If the formatting is not exactly what you want, we can work it out.

Parallelized code

It may give some speedup but don't expect miracles. The overhead coming from multiprocess setting may even exceed the gains. You can experiment with the number of processes nproc (here, set by default to number of CPUs; setting more than this is inefficient).

Treetaggerwrapper has its own multiprocess class. I suspect that it does more less the same thing as the code below, so I didn't try it.

import pandas as pd
import numpy as np
import treetaggerwrapper
import multiprocessing as mp

input_file = 'new_corpus.csv'
output_file = 'output2.csv'

def postag_string_mp(s):
    '''
    Returns tagged text for string s.
    "pool_tagger" is a global name, defined in each subprocess.
    '''
    if isinstance(s, basestring):
       s = s.decode('UTF-8')
    return pool_tagger.tag_text(s)

''' Reading in the file '''
all_lines = []
with open(input_file) as f:
    for line in f:
        all_lines.append(line.strip().split('|', 1))

df = pd.DataFrame(all_lines[1:], columns = all_lines[0])

''' Multiprocessing '''

# Number of processes can be adjusted for better performance:
nproc = mp.cpu_count()

# Function to be run at the start of every subprocess.
# Each subprocess will have its own TreeTagger called pool_tagger.
def init():
    global pool_tagger
    pool_tagger = treetaggerwrapper.TreeTagger(TAGLANG='en')

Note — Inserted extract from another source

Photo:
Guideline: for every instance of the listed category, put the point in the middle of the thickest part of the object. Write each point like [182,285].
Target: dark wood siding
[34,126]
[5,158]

# The actual job done in subprcesses:
def run(df):
    return df.apply(postag_string_mp)

# Splitting the input
lst_split = np.array_split(df['content'], nproc)

pool = mp.Pool(processes = nproc, initializer = init)
lst_out = pool.map(run, lst_split)
pool.close()
pool.join()

# Concatenating the output from subprocesses 
df['POS-tagged_content'] =  pd.concat(lst_out) 

# Format fix:
def fix_format(x):
    '''x - a list or an array'''
    # With encoding:
    out = list(tuple(i.encode().split('\t')) for i in x)
    # and without:
    # out = list(tuple(i.split('\t')) for i in x)
    return out
df['POS-tagged_content'] = df['POS-tagged_content'].apply(fix_format)

df.to_csv(output_file, sep = '|')

Update

In Python 3, all strings are by default in unicode, so you can save some trouble and time with decoding/encoding. (In the code below, I also use pure numpy arrays instead of data frames in child processes - but the impact of this change is insignificant.)

# Python3 code:
import pandas as pd
import numpy as np
import treetaggerwrapper
import multiprocessing as mp

input_file = 'new_corpus.csv'
output_file = 'output3.csv'

''' Reading in the file '''
all_lines = []
with open(input_file) as f:
    for line in f:
        all_lines.append(line.strip().split('|', 1))

df = pd.DataFrame(all_lines[1:], columns = all_lines[0])

''' Multiprocessing '''

# Number of processes can be adjusted for better performance:
nproc = mp.cpu_count()

# Function to be run at the start of every subprocess.
# Each subprocess will have its own TreeTagger called pool_tagger.
def init():
    global pool_tagger
    pool_tagger = treetaggerwrapper.TreeTagger(TAGLANG='en')

# The actual job done in subprcesses:
def run(arr):
    out = np.empty_like(arr)
    for i in range(len(arr)):
        out[i] = pool_tagger.tag_text(arr[i])
    return out

# Splitting the input
lst_split = np.array_split(df.values[:,1], nproc)

with mp.Pool(processes = nproc, initializer = init) as p:
    lst_out = p.map(run, lst_split)

# Concatenating the output from subprocesses 
df['POS-tagged_content'] =  np.concatenate(lst_out) 

# Format fix:
def fix_format(x):
    '''x - a list or an array'''
    out = list(tuple(i.split('\t')) for i in x)
    return out
df['POS-tagged_content'] = df['POS-tagged_content'].apply(fix_format)

df.to_csv(output_file, sep = '|')

After single runs (so, not really statistically significant), I'm getting these timings on your file:

$ time python2.7 treetagger_minimal.py 
real    0m59.783s
user    0m50.697s
sys     0m16.657s

$ time python2.7 treetagger_mp.py   
real    0m48.798s
user    1m15.503s
sys     0m22.300s

$ time python3 treetagger_mp3.py 
real    0m39.746s
user    1m25.340s
sys     0m21.157s

If the only use of pandas dataframe pd is to save everything back to a file, then the next step would be removing pandas from the code at all. But again, the gain would be insignificant in comparison with treetagger's work time.